Against this backdrop of a need for robust, contextual and high-resolution climate data and information, a recently published technical note by the Asian Development Bank (ADB) provides a concise, yet detailed summary of open source datasets that can be used to assist experts carrying out climate risk assessments.
Authored by Rob Wilby, a close friend of Acclimatise, and colleagues at the ADB, this technical note provides details of 70 sources of public information, including data on historical and future climate, climate-related disasters, indicators of national vulnerability, and preparedness to adapt.
Data sources are collated in four appendices, which broadly map to successive phases of the ADB Climate Risk Management Framework, covering:
- National emissions, climate vulnerability, risks, and impacts;
- Historic weather, climate, and environmental change;
- Multidecadal, regional climate change projections; and
- Climate change impacts and adaptation.
Although the report focuses on the Asia and Pacific region, it does have wider applicability as most of the datasets are global in coverage.
As the authors acknowledge, there is a limit to which globally accessible, open source data can meet the detailed information needs of local adaptation projects. This note is intended to supplement rather than replace efforts to gather relevant climate information from government agencies and counterparts.
The technical note concludes by encouraging ADB, other multilateral development banks, and partner agencies to continue to invest in programs that strengthen national monitoring systems for climate and environmental change.

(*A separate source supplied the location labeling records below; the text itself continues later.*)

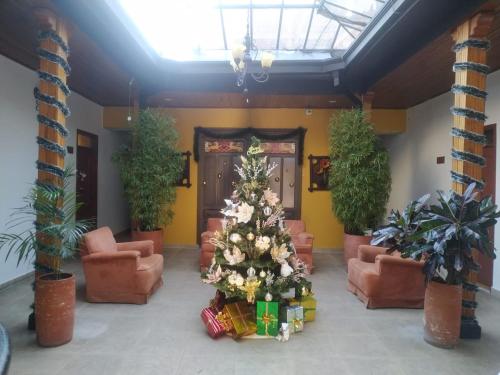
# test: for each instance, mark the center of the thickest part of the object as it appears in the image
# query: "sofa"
(302, 241)
(382, 280)
(127, 272)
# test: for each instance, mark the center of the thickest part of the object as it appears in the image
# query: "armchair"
(127, 272)
(382, 280)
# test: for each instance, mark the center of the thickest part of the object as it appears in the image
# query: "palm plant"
(46, 225)
(445, 234)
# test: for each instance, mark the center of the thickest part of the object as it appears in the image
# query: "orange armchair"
(383, 280)
(302, 241)
(127, 272)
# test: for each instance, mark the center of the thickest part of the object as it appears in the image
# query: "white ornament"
(235, 238)
(286, 270)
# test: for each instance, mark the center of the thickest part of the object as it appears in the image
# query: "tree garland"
(61, 61)
(468, 112)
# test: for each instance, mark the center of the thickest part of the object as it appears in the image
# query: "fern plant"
(150, 166)
(46, 224)
(360, 177)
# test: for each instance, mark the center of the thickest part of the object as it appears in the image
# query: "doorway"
(485, 275)
(86, 174)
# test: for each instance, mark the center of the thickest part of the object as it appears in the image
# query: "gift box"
(267, 318)
(242, 318)
(309, 305)
(214, 327)
(294, 316)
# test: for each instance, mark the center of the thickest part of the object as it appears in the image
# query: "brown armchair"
(301, 240)
(383, 280)
(127, 272)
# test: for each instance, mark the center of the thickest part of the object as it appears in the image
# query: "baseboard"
(17, 279)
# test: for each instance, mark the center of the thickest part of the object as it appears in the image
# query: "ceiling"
(103, 61)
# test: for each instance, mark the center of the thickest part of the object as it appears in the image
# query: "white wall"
(18, 152)
(413, 154)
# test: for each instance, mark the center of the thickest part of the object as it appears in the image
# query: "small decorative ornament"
(251, 272)
(235, 238)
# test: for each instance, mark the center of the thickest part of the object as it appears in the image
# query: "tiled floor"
(167, 337)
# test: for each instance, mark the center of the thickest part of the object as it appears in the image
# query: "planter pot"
(351, 244)
(156, 236)
(54, 309)
(442, 312)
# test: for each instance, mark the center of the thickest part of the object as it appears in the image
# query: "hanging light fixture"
(242, 57)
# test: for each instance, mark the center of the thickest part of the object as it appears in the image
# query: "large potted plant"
(46, 226)
(444, 235)
(150, 166)
(360, 177)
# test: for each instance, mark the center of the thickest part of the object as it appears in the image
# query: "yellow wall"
(316, 206)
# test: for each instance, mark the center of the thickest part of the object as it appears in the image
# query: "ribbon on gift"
(267, 319)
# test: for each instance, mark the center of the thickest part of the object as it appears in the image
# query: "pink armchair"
(127, 272)
(302, 241)
(383, 280)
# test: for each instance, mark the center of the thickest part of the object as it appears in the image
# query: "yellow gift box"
(242, 318)
(309, 305)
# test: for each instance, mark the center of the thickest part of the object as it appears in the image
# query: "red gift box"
(214, 327)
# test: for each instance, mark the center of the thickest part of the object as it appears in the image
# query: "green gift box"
(294, 316)
(267, 318)
(309, 305)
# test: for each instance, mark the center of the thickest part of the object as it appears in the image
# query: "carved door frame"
(295, 213)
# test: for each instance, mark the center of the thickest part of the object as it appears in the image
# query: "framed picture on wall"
(185, 179)
(319, 166)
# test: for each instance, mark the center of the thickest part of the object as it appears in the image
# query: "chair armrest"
(390, 261)
(368, 253)
(144, 247)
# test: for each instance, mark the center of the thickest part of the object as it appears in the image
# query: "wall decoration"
(185, 179)
(319, 167)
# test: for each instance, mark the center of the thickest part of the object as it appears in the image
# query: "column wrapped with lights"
(468, 131)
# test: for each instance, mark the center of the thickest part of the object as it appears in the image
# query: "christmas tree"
(255, 258)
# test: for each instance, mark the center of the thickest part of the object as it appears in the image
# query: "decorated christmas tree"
(255, 258)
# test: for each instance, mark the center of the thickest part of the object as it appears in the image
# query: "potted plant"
(360, 177)
(444, 235)
(47, 227)
(149, 168)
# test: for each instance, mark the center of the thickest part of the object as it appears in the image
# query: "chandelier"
(244, 54)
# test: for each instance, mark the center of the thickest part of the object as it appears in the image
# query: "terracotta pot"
(54, 309)
(442, 312)
(351, 244)
(156, 236)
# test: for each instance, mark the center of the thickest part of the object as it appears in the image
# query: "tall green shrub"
(360, 177)
(149, 167)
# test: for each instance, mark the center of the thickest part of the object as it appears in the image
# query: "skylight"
(206, 30)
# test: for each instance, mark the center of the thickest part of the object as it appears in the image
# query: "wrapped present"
(294, 316)
(267, 318)
(218, 302)
(309, 305)
(214, 327)
(241, 317)
(226, 322)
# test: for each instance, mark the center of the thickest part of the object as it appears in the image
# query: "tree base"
(470, 329)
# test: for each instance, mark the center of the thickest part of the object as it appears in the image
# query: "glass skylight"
(206, 30)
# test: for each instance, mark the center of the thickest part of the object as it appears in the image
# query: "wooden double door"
(217, 176)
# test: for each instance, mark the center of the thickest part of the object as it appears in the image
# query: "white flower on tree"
(245, 212)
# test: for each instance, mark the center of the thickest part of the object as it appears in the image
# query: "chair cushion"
(148, 263)
(100, 240)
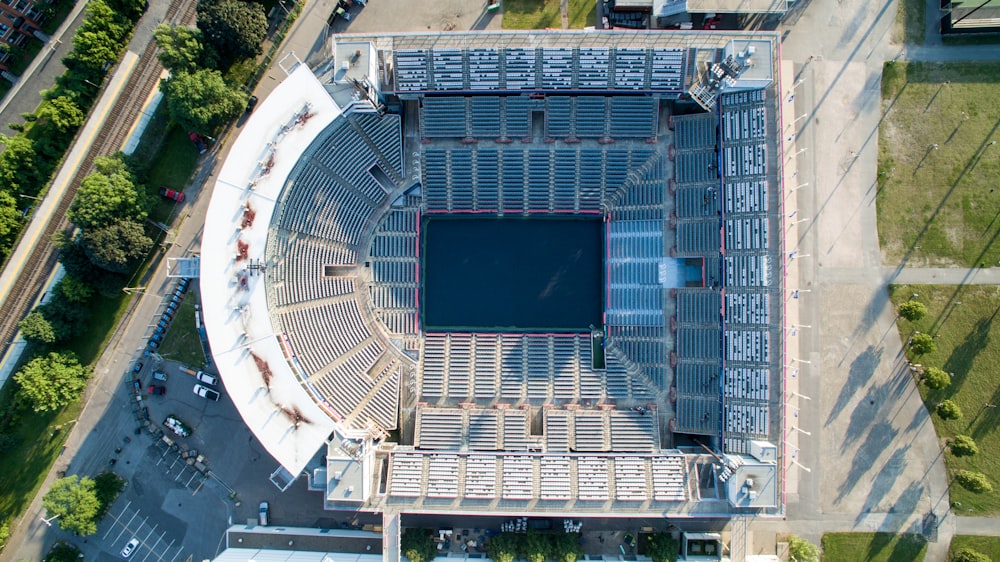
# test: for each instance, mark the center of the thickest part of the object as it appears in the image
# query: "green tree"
(93, 49)
(801, 550)
(202, 100)
(105, 199)
(11, 221)
(232, 29)
(535, 547)
(503, 547)
(913, 310)
(21, 170)
(949, 410)
(180, 48)
(52, 381)
(662, 547)
(74, 289)
(963, 446)
(566, 547)
(922, 344)
(75, 502)
(117, 247)
(63, 551)
(417, 545)
(35, 328)
(973, 481)
(936, 379)
(62, 112)
(969, 555)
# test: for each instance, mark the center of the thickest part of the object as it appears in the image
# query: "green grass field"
(911, 22)
(540, 14)
(182, 342)
(963, 318)
(990, 546)
(873, 547)
(940, 206)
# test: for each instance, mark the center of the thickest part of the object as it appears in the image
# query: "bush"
(417, 545)
(913, 310)
(975, 482)
(936, 379)
(969, 555)
(922, 344)
(963, 446)
(949, 410)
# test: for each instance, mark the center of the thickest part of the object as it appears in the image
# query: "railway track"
(109, 139)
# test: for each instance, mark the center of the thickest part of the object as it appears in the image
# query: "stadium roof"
(234, 303)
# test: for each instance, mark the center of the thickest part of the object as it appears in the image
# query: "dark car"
(171, 194)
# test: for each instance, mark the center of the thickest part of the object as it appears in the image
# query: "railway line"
(34, 271)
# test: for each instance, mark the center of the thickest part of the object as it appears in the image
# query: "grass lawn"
(39, 438)
(963, 317)
(182, 342)
(873, 547)
(171, 167)
(911, 21)
(539, 14)
(990, 546)
(940, 206)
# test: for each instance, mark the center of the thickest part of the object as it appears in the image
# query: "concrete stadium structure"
(310, 274)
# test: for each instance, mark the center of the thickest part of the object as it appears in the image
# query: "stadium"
(511, 273)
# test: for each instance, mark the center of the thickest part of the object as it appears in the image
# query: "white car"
(130, 548)
(205, 392)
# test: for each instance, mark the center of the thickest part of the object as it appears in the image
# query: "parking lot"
(129, 522)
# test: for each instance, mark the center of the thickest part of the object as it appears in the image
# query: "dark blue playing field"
(535, 274)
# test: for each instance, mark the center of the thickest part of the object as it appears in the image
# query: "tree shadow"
(859, 373)
(879, 438)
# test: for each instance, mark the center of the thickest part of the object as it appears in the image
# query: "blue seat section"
(443, 117)
(633, 116)
(695, 132)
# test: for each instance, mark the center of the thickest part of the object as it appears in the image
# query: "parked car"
(263, 514)
(205, 392)
(172, 194)
(130, 547)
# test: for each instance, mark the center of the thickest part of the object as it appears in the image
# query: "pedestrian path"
(942, 275)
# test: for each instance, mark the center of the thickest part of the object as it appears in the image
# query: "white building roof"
(235, 311)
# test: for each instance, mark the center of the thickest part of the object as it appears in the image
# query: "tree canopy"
(417, 545)
(232, 29)
(936, 379)
(973, 481)
(107, 196)
(963, 446)
(117, 247)
(35, 328)
(52, 381)
(948, 410)
(202, 100)
(74, 501)
(912, 310)
(922, 344)
(181, 48)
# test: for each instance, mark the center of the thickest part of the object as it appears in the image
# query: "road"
(871, 460)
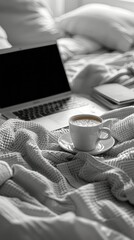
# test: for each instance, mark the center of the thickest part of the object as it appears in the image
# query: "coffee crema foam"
(86, 122)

Unfortunately, large parts of the developing world still lack both the climate and socioeconomic information required for robust climate risk assessments – in particular, for high-elevation and physically remote locations.
Remotely-sensed and reanalysis products certainly improve coverage, but the accuracy of these assets ultimately depends on high-quality observing networks. As the note highlights, open access to long-term records is invaluable for detecting emergent risks and devising, then implementing, effective adaptation measures.